Use kubeflow to quickly create distributed training environment on kubernetes cluster
1.install docker set nvidia container runtime
2.install and set kubeadm
3.create k8s cluster(kubeadm init)
4.install kubeflow and kubeflow python SDK
5.create mlflow server on k8s cluster
6.execute
for pkg in docker.io docker-doc docker-compose docker-compose-v2 podman-docker containerd runc; do sudo apt-get remove $pkg; done
sudo apt-get update
sudo apt-get install ca-certificates curl gnupg
sudo install -m 0755 -d /etc/apt/keyrings
curl -fsSL https://download.docker.com/linux/ubuntu/gpg | sudo gpg --dearmor -o /etc/apt/keyrings/docker.gpg
sudo chmod a+r /etc/apt/keyrings/docker.gpg
echo \
"deb [arch="$(dpkg --print-architecture)" signed-by=/etc/apt/keyrings/docker.gpg] https://download.docker.com/linux/ubuntu \
"$(. /etc/os-release && echo "$VERSION_CODENAME")" stable" | \
sudo tee /etc/apt/sources.list.d/docker.list > /dev/null
sudo apt-get update
sudo apt-get install docker-ce docker-ce-cli containerd.io docker-buildx-plugin docker-compose-plugin
#add user to group
sudo groupadd docker
sudo usermod -aG docker $USER
newgrp docker
curl https://get.docker.com | sh \
&& sudo systemctl --now enable docker
distribution=$(. /etc/os-release;echo $ID$VERSION_ID) \
&& curl -s -L https://nvidia.github.io/nvidia-docker/gpgkey | sudo apt-key add - \
&& curl -s -L https://nvidia.github.io/nvidia-docker/$distribution/nvidia-docker.list | sudo tee /etc/apt/sources.list.d/nvidia-docker.list
sudo apt-get update
sudo apt-get install -y nvidia-docker2
sudo systemctl restart docker
#IPv4 Internet config:
cat <<EOF | sudo tee /etc/modules-load.d/k8s.conf
overlay
br_netfilter
EOF
sudo modprobe overlay
sudo modprobe br_netfilter
cat <<EOF | sudo tee /etc/sysctl.d/k8s.conf
net.bridge.bridge-nf-call-iptables = 1
net.bridge.bridge-nf-call-ip6tables = 1
net.ipv4.ip_forward = 1
EOF
sudo sysctl --system
sudo swapoff –a
sudo sed -i '/ swap / s/^\(.*\)$/#\1/g' /etc/fstab
#kubeadm 1.23
sudo apt-get update
sudo apt-get install -y apt-transport-https ca-certificates curl
sudo curl -fsSLo /etc/apt/keyrings/kubernetes-archive-keyring.gpg https://dl.k8s.io/apt/doc/apt-key.gpg
echo "deb [signed-by=/etc/apt/keyrings/kubernetes-archive-keyring.gpg] https://apt.kubernetes.io/ kubernetes-xenial main" | sudo tee /etc/apt/sources.list.d/kubernetes.list
sudo apt-get update
export VERSION =1.23.0-00
sudo apt-get install -y kubelet=$VERSION kubeadm=$VERSION kubectl=$VERSION
sudo apt-mark hold kubelet kubeadm kubectl
#in this example we use flannel network architecture
sudo kubeadm init --pod-network-cidr=10.244.0.0/16 --cri-socket="unix:///var/run/cri-dockerd.sock"

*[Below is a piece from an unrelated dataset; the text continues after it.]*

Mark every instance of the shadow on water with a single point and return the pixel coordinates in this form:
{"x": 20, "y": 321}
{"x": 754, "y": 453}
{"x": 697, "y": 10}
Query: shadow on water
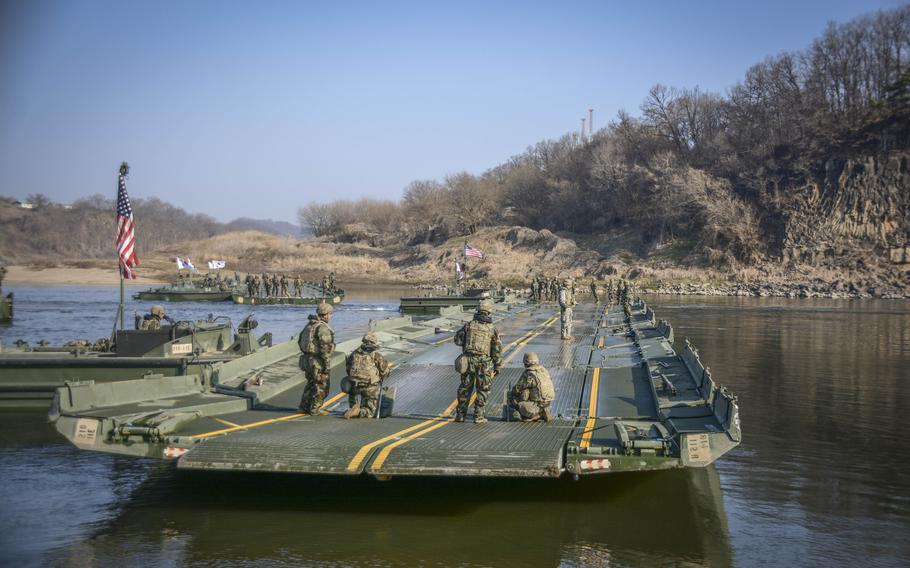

mkdir -p $HOME/.kube/config/
sudo cp /etc/kubernetes/admin.conf $HOME/.kube/config/
sudo chown $(id -u):$(id -g) $HOME/.kube/config/admin.conf
kubectl apply -f https://raw.githubusercontent.com/flannel-io/flannel/v0.20.2/Documentation/kube-flannel.yml
#create NVIDIA device plugin for Kubernetes
kubectl create -f https://raw.githubusercontent.com/NVIDIA/k8s-device-plugin/v0.14.1/nvidia-device-plugin.yml
kubectl apply -k "github.com/kubeflow/training-operator/manifests/overlays/standalone?ref=v1.5.0"
pip install -r requirements.txt
#create pv for mlflow server
#In this example, the mounting path used is /tmp/data; you can change it to the desired path.
kubectl create -f mlflow_pv.yaml
#create pvc for mlflow server
kubectl create -f mlflow_pvc.yaml
#create mlflow server
kubectl create -f mlflow.yaml
python main.py